Although not enormously spacious, the space offers a wonderful atmosphere for the missing business that they believe Glen Arbor needs. Still being thrown together, the area is complete with tiled flooring, two booths for customers to enjoy their snacks, whimsical artwork and alike pieces that give the space color, and wooden counters and stools that sit in the windows, overlooking the narrows.

“During my research for the bakery, I realized one in three people should be eating gluten free for health reasons,” Richards says. “It is the fastest growing food segment in stores. The proteins found in the flour of non-gluten free products can irritate the digestive system. And gluten free is so not cardboard!”

Richards acknowledges that her decision to open a bakery at this point in her life is a little unorthodox. “I’m in my sixties. Opening a bakery just to open a bakery would be insane. I’ve been a practicing physical therapist for 39 years, I should be winding down, not starting all over again!” But her reasons for opening a unique bakery stretch far beyond her own health. “I’m just really passionate about allowing people to enjoy the celebration of life again.”

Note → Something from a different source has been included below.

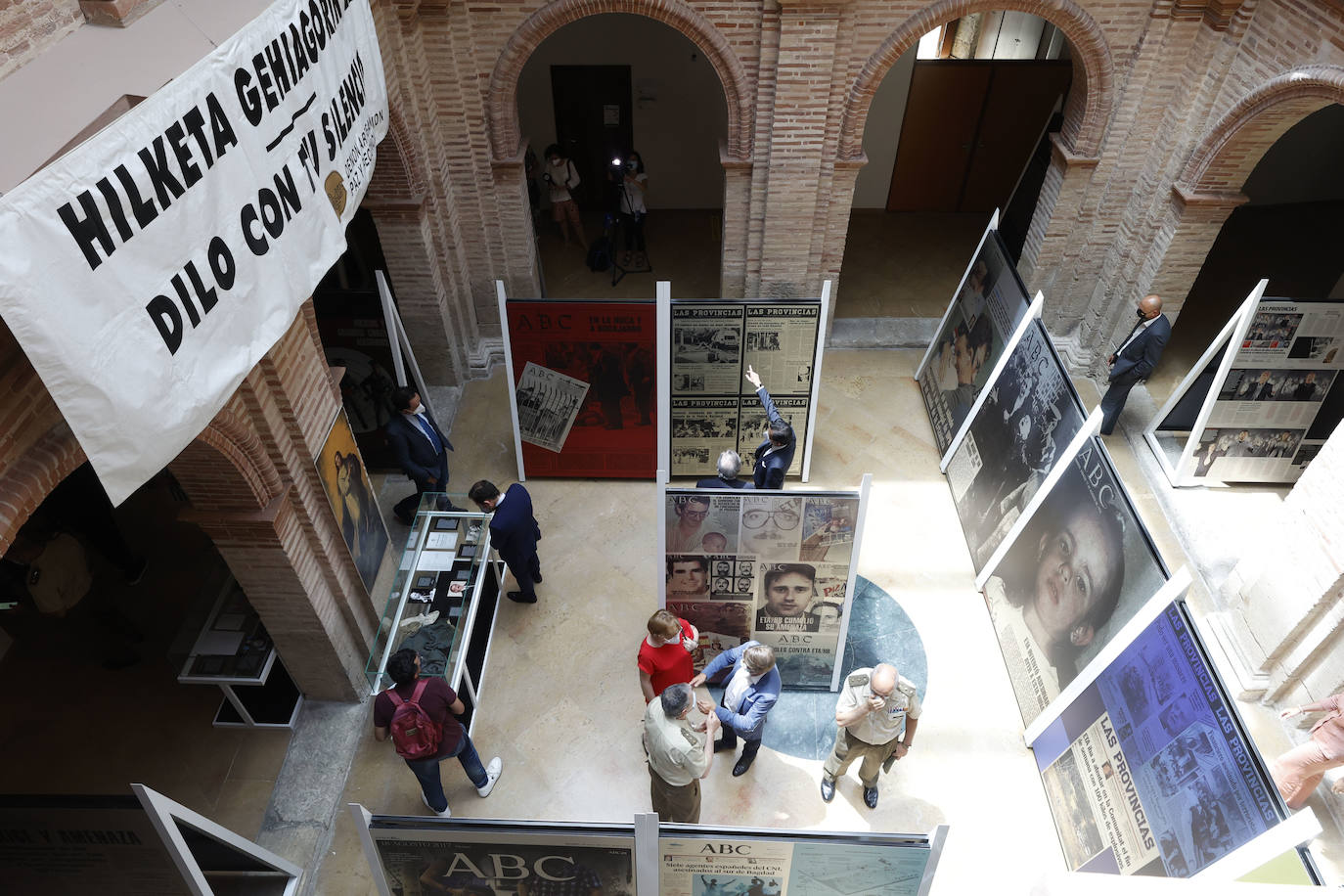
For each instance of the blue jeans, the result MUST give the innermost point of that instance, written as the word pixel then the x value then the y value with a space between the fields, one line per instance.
pixel 426 770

Richards realized that nearly every momentous celebration in life has food associated with it: from birthday cakes, graduation cupcakes and everything in between. She felt as though there was something incredibly sad about accomplishing something, and not being able to fully participate in the celebration. “Food is in all celebrations. If you eat gluten free, that takes away so much for people.” Knowing this feeling better than anyone, Richards decided there was a simple solution to this growing problem for gluten intolerant people.

“Living in Ethiopia taught me that we (as Americans) can be living much simpler,” Richards says. She hopes to bring that very attitude into her baking and her new business.

She also hopes to local-source as much as possible, and buy only Michigan or USA made ingredients. Her long-term vision for the bakery is to have purely baked goods products for a while as she and her husband get the business up and running and adjust to life in Glen Arbor, and then eventually serve lunches that draw on her inspiration from foods derived from other countries, such as Ethiopia.

But at the end of the day, Richards truly wishes her business to be the beacon of light in the Glen Arbor community for those who want to eat gluten free for any number of reasons. “My goal is to help people celebrate again. That’s what I’m doing this for.”